TOP ABSTRACT CASE REPORTS DISCUSSION REFERENCES

 
Intracranial hemorrhage in a term neonate is a rare event in the absence of an identifiable precipitating factor such as severe thrombocytopenia, mechanical trauma, asphyxia, infections, or congenital vascular malformations. Congenital disorders of glycosylation are a genetically and clinically heterogeneous group of multisystem disorders characterized by the abnormal glycosylation of a number of glycoproteins. Although bleeding caused by abnormal glycosylation of various coagulation factors is a well-known clinical complication of several types of congenital disorders of glycosylation, intracranial hemorrhage has not been reported as an initial manifestation of this entity. Here we report the detailed history of a family with 2 consecutive male infants, both born at term with intracranial hemorrhage diagnosed within the first 24 hours of life. The diagnosis of a congenital disorder of glycosylation was established in the second infant by an abnormal glycosylation of serum transferrin detected by electrospray-ionization mass spectrometry. Both infants showed significant neurologic deterioration during the first month of life, and both died at 5 months of age. Intracranial hemorrhage in a term neonate without a potential precipitating factor represents yet another clinical feature that should raise the suspicion for a congenital disorder of glycosylation.
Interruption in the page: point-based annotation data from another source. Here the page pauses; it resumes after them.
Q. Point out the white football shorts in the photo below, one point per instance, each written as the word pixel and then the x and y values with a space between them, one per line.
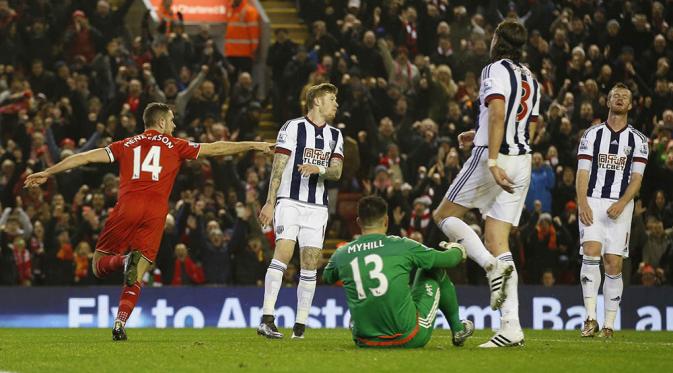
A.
pixel 474 186
pixel 613 235
pixel 300 222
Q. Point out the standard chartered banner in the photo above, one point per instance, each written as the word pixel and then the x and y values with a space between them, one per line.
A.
pixel 239 307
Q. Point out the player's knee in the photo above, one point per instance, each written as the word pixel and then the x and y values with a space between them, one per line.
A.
pixel 591 248
pixel 310 258
pixel 438 217
pixel 613 266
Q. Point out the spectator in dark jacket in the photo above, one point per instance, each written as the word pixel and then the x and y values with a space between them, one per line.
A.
pixel 217 257
pixel 186 271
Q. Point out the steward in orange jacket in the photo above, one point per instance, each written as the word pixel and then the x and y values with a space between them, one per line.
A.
pixel 242 37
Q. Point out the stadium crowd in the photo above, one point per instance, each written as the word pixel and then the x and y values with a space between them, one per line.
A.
pixel 73 78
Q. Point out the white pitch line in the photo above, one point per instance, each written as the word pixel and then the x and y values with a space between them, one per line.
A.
pixel 578 339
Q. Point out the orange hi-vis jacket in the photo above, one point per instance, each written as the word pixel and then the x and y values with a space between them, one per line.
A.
pixel 242 36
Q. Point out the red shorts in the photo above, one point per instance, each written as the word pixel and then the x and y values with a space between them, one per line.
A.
pixel 133 225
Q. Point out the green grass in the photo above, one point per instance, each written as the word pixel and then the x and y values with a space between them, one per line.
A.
pixel 232 350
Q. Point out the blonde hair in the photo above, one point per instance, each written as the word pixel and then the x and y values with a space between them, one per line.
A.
pixel 317 91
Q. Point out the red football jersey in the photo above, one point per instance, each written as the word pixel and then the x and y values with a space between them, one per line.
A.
pixel 149 163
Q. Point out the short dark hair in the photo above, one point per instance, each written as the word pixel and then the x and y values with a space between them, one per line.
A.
pixel 318 90
pixel 512 36
pixel 153 112
pixel 371 209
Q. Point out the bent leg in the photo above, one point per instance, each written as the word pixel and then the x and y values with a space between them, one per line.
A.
pixel 590 276
pixel 447 217
pixel 497 241
pixel 104 264
pixel 613 287
pixel 274 274
pixel 310 260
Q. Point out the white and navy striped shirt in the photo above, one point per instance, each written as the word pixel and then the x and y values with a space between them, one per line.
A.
pixel 611 158
pixel 306 143
pixel 515 84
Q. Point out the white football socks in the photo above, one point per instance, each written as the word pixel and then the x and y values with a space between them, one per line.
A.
pixel 457 231
pixel 305 291
pixel 612 295
pixel 272 283
pixel 510 307
pixel 590 278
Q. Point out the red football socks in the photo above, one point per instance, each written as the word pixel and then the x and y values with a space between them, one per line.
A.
pixel 127 301
pixel 109 264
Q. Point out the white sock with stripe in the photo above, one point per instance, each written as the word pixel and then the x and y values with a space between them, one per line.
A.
pixel 305 291
pixel 272 283
pixel 510 307
pixel 590 278
pixel 457 231
pixel 612 296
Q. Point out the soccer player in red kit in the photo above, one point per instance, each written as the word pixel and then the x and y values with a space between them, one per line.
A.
pixel 148 165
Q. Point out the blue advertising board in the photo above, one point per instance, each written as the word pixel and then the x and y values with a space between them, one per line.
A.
pixel 556 308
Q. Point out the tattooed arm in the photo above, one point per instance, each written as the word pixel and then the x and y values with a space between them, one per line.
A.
pixel 333 172
pixel 266 214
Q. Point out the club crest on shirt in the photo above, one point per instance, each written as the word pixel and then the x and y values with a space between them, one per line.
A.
pixel 488 85
pixel 317 157
pixel 644 149
pixel 584 144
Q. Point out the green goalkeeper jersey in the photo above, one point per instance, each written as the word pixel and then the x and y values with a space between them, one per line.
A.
pixel 375 270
Key Words: intracranial hemorrhage • congenital • glycosylation disorder

Abbreviations: CDG, congenital disorder(s) of glycosylation • ESI-MS, electrospray-ionization mass spectrometry • DOL, day of life • EEG, electroencephalography

Congenital disorders of glycosylation (CDG), formerly named carbohydrate-deficient glycoprotein syndrome, are a rapidly expanding family of multisystem genetic diseases caused by defects in the biosynthesis of the glycan moiety of glycoproteins and other glycoconjugates.^1–3 These disorders comprise defects in protein N- and O-glycosylation.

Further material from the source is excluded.